In Remscheid halfen nun auch Alfred und Carl, denn die Experimente erforderten Hilfskräfte. Diese mussten die Stäbe in der seitwärts stehenden Glut erwärmen. (...) Die Brüder arbeiteten ohne jede Schutzvorrichtung. Einmal war die lineare Führung des Stabes nicht eingeschaltet worden, und Reinhard, der den Stab aus der Nähe beobachtete, wäre von dem heißen Stahl getroffen worden, hätte sein Bruder Alfred nicht blitzartig geschaltet.
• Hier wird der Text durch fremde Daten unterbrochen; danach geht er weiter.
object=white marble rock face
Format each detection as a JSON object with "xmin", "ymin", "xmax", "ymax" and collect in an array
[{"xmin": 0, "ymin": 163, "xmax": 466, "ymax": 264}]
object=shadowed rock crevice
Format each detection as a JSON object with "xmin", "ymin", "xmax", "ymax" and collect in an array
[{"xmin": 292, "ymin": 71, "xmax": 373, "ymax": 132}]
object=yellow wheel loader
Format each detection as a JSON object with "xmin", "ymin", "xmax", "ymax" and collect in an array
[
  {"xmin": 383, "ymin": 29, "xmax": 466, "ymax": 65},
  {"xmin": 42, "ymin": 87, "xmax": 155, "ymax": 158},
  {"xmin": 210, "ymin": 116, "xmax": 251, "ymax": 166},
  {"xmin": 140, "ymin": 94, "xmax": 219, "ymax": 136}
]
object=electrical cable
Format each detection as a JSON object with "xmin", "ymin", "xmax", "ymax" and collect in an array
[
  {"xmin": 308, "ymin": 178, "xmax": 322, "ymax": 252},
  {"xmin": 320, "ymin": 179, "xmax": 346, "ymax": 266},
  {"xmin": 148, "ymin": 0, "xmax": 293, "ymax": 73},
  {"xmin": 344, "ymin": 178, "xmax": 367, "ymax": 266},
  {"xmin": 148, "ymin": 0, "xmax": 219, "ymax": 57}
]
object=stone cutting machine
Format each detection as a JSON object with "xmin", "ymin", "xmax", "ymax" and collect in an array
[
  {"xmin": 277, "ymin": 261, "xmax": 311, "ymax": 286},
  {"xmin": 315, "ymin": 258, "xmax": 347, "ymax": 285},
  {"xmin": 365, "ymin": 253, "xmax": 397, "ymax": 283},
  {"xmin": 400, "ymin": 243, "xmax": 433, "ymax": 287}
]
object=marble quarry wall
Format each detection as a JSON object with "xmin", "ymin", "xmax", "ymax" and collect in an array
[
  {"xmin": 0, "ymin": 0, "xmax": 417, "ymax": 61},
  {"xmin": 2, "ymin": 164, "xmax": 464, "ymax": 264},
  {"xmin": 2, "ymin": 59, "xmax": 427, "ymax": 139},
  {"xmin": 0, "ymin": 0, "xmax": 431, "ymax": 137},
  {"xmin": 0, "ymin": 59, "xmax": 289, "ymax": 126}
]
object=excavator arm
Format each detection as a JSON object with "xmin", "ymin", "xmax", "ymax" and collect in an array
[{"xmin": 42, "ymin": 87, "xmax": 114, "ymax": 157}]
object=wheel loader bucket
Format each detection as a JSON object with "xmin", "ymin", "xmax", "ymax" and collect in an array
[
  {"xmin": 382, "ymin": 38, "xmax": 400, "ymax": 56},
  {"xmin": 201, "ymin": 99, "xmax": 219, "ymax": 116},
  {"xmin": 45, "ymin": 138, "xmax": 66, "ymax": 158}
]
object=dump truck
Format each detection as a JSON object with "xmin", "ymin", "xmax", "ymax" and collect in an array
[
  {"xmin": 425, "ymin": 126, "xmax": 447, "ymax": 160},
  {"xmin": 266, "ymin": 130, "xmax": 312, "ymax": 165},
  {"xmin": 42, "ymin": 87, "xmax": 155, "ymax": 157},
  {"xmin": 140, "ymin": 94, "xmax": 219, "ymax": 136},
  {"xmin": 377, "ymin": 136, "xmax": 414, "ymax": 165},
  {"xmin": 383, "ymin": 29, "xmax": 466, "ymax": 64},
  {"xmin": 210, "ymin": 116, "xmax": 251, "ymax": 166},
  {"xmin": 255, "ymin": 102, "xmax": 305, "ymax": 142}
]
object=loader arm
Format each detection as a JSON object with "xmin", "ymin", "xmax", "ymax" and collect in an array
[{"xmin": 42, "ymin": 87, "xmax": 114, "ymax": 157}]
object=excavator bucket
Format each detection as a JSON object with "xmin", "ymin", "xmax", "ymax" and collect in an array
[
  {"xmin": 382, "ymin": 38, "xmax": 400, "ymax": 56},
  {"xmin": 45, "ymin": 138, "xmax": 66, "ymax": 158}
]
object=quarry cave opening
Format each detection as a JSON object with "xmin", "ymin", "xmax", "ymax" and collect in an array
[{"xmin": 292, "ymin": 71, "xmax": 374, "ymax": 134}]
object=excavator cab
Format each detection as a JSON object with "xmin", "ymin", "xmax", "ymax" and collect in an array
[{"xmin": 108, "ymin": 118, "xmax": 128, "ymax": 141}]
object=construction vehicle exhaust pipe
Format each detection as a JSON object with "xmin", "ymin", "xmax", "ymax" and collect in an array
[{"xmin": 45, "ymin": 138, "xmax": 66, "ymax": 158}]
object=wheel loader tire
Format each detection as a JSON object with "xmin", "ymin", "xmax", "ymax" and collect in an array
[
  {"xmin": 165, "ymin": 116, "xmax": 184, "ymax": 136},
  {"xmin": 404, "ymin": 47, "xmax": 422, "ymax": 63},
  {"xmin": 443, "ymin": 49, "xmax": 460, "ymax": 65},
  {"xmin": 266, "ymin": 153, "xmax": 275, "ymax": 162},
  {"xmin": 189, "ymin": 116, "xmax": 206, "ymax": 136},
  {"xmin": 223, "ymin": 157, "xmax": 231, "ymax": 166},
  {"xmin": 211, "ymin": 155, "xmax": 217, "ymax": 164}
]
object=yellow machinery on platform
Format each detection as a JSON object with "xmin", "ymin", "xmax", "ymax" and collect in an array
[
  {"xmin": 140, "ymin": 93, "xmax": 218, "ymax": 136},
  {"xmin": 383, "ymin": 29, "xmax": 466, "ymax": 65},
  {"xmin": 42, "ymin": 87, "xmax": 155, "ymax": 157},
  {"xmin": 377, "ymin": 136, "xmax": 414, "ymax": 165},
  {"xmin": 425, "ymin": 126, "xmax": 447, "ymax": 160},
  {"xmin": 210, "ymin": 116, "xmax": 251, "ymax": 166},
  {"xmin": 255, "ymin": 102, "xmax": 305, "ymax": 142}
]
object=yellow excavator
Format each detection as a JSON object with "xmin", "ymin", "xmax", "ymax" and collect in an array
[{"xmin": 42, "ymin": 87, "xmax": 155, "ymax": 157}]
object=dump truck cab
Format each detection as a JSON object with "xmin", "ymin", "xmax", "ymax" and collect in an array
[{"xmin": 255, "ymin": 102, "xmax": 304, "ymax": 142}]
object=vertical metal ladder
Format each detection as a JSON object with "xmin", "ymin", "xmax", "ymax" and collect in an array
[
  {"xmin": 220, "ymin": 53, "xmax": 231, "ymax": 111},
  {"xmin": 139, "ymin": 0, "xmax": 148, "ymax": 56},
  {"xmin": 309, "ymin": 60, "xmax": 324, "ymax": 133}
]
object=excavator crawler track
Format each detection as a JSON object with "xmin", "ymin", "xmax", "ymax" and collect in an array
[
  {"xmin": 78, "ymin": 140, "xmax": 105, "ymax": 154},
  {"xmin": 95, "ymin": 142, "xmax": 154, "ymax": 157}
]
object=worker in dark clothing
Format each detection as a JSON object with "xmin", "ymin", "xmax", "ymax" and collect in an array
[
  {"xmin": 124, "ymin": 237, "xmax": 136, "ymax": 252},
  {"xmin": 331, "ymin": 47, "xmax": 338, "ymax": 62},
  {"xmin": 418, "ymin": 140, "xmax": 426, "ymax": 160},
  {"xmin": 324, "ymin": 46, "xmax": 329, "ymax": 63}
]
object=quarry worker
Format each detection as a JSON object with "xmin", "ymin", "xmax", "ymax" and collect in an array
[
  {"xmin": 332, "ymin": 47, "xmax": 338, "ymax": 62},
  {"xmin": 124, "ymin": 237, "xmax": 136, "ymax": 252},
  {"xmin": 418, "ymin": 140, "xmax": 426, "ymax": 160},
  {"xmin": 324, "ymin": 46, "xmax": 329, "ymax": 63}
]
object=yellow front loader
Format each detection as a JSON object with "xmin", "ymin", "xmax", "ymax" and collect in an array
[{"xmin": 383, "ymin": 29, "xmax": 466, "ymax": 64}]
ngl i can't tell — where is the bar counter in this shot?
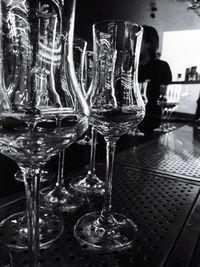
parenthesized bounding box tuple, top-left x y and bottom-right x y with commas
(1, 123, 200, 266)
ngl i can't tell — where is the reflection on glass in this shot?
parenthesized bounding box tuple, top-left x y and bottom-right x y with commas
(77, 50, 94, 146)
(129, 80, 149, 136)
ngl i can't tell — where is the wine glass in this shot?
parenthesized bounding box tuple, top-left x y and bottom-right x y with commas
(0, 1, 68, 251)
(40, 38, 87, 213)
(0, 0, 61, 251)
(70, 51, 105, 195)
(154, 85, 169, 133)
(76, 50, 94, 146)
(74, 20, 145, 251)
(73, 38, 88, 96)
(0, 1, 89, 266)
(165, 84, 182, 131)
(129, 80, 149, 136)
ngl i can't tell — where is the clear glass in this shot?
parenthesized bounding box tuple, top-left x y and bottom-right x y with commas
(154, 85, 169, 133)
(165, 84, 182, 131)
(40, 38, 87, 213)
(0, 1, 89, 266)
(76, 50, 94, 146)
(70, 51, 105, 195)
(154, 84, 181, 133)
(74, 20, 145, 251)
(129, 80, 149, 136)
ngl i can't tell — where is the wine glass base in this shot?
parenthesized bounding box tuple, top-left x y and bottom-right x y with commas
(0, 211, 64, 250)
(14, 169, 55, 183)
(70, 174, 105, 196)
(0, 243, 13, 266)
(74, 211, 138, 252)
(40, 186, 85, 213)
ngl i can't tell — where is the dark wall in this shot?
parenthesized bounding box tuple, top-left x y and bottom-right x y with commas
(75, 0, 102, 48)
(75, 0, 136, 49)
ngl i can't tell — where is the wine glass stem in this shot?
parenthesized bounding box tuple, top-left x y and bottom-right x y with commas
(166, 108, 170, 129)
(161, 108, 166, 130)
(23, 167, 41, 267)
(56, 149, 65, 187)
(161, 107, 165, 121)
(168, 108, 171, 128)
(88, 127, 97, 175)
(100, 137, 118, 222)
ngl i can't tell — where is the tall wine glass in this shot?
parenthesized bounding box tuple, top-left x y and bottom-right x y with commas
(74, 20, 145, 251)
(0, 1, 89, 266)
(0, 0, 61, 252)
(0, 0, 69, 251)
(70, 51, 105, 195)
(154, 84, 181, 133)
(40, 38, 87, 213)
(129, 80, 149, 136)
(154, 85, 169, 133)
(76, 50, 94, 146)
(165, 84, 182, 131)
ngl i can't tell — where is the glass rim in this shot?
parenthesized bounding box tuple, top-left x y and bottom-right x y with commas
(92, 19, 142, 31)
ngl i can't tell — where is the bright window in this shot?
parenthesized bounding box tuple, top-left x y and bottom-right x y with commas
(161, 29, 200, 81)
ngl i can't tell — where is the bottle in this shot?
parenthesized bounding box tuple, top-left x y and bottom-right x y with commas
(177, 73, 182, 82)
(185, 68, 190, 81)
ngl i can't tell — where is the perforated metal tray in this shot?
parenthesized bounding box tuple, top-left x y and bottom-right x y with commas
(165, 194, 200, 267)
(0, 163, 199, 267)
(116, 125, 200, 182)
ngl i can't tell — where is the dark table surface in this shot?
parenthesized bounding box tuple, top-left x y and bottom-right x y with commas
(1, 122, 200, 266)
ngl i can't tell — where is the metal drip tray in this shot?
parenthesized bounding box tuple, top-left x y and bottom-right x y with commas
(0, 164, 198, 266)
(116, 125, 200, 181)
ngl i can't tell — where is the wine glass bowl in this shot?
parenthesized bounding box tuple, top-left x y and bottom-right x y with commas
(129, 80, 149, 136)
(73, 38, 88, 97)
(74, 20, 145, 251)
(76, 50, 95, 146)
Der Übergang auf zwei Walzen war ein entscheidender Schritt, denn nur zwischen zwei Walzen kommt der Frimel-Effekt in der notwendigen Intensität zustande. So ergaben die Versuche bald eine Lockerung der gewalzten Stäbe im Kern. Aber bis man dahin kam, dass sich diese Lockerung zielsicher zu dem gewünschten Hohlraum erweiterte, war noch ein mühseliger Weg voller Enttäuschungen zu gehen. Es war schon schwierig festzustellen, bei welcher Form und Stellung der Walzen das innere Aufreißen des Stabes gelang. Außerdem war damals noch unbekannt, welch ausschlaggebende Bedeutung die Materialqualität der Stäbe auf das Hohlwerden hat. Häufig versagten die Walzversuche ohne erkennbaren Grund, und die Brüder tasteten sich von einer Etappe der Versuche zu der nächstfolgenden vor.